Published 12:00 am Sunday, March 22, 2015

In 1974, I married Diane and settled down in Yanceyville, although by nature, pretty “settled” already. (I like to think I was a calm child, but definitely not a “sixty-four-year-old little boy!”)

An older couple lived across the street from my mother-in-law, Doris. After having just used the term “in-law,” I now tell you that the gentleman was a lawyer, referred to affectionately as “Mr. Pem.”

Doris was his secretary at one time and said he would “wax poetic” in court. Doris is blond, and Mr. Pem often called her: “The blond!” Although I don’t recall him telling a “blonde joke,” he often exclaimed, “The blonde’s got a brain!” And she does!

His compliment implies he may have come across other “blondes” whose minds were less impressive.

Mr. Pem also became a judge, one time taking his rental tenants’ children to a fair in an adjoining county where some “Jim Crow” still held sway. He was told “no” at the gate, but insisted, and all were accepted in. The next week, a cross was burned in his yard.

Mr. Pem enjoyed a couple of evening drinks (the manly “Sinatra” kind, not Bud-Lite). Too intelligent to drive then, he often called on a man by the name of “Satterfield” to transport him, driving Mr. Pem’s little white truck.

One evening, Mr. Satterfield was not available, so I “got the call” (not “that” kind, although I briefly considered becoming a Lutheran minister one time, but decided against it for fear of having to write something every week).

We pulled out just as a violent thunderstorm kicked up. Later, there was no point in trying to use that old rule-of-thumb, lightning-to-thunder calculation of a five-second gap equaling 1 mile distance, because both seemed simultaneous, directly above.

The din of sound and glare of lightning, comparable to the USS North Carolina’s “Sound and Light Show,” made it truly, “a dark and stormy night!” I wondered if some county areas had lost power, because the only light seemed to be that of the little truck’s headlights and flashes in the sky.

Such heavenly “rabble-rousing” would have made great sound effects for some of Wagner’s operas, except even the “healthiest” Wagnerian soprano would have found her “expansive” voice no match for it.

Well before each road turn, Mr.
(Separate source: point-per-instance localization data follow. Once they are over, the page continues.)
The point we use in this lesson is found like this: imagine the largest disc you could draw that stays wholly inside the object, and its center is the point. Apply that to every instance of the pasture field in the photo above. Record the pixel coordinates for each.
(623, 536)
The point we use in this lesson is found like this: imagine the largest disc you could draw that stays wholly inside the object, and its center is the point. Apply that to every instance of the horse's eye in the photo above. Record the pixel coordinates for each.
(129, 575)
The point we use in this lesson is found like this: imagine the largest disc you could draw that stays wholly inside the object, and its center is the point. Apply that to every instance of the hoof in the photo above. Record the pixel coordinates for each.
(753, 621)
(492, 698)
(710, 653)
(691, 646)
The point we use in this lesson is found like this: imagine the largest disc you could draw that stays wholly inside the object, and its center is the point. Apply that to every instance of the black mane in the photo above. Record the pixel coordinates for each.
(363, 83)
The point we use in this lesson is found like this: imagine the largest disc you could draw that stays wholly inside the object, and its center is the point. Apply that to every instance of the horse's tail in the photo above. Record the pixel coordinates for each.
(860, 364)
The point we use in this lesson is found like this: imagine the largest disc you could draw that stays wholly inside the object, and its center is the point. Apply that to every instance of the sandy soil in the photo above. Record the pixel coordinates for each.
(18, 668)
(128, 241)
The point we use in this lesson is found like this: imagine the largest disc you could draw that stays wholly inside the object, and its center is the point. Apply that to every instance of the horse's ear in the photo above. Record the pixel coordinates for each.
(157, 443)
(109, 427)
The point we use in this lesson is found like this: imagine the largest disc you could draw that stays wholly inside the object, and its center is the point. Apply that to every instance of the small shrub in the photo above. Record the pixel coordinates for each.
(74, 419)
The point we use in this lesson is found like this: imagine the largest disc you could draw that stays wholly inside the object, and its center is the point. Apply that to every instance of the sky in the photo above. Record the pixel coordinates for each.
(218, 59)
Pem gave directions in a clear, but more guttural baritone than usual.

When I inquired as to our destination, Mr. Pem said words to the effect that he was “going to see a man about a rooster.”

He then said something which spoke of the necessity of our trip being “dead of night” — this rooster was a “fighter.” I soon realized that he meant this not in the sense of an extremely positive, “giterdone” denizen of the chicken house (if a rooster can be such), but in relation to that old outlawed sport of both South and North: “cockfighting.”

After many road turns in the stormy dark, we traveled down a dirt road to what was basically a shack whose simple front porch lighting design consisted of a single, unadorned bulb on a dangling chord. An elderly, simply dressed couple sat on that porch, and it being summer, their feet were bare.

Mr. Pem got out and assisted the man in trying to “shoo” the rooster down from a point about 50 feet up in an old oak tree. They used a long cane pole to coax (scare) it, all the while, lightning serving as “lighting” for this strange scene.

They finally succeeded, and Mr. Pem put the rooster in a cage on the truck bed, paid the man, then covered the cage with a tarp to keep out the rain; but the rooster was already quite soaked from its time in the tree.

Arriving home, I felt as if I had truly been on a time journey to the Old South; but cockfighting still takes place in remote areas nowadays.

  Postscript: Thinking back, I remember the scene of the simple Southern couple on the “bulb-lit” porch that night. I’m tempted to make some wisecrack now about the possible topics of their summertime, “barefoot conversation,” but will resist.

I must ever refrain from making disparaging comment about my fellow Southerner, saving such for the Yankee (of whom, even at this late date, much can be said).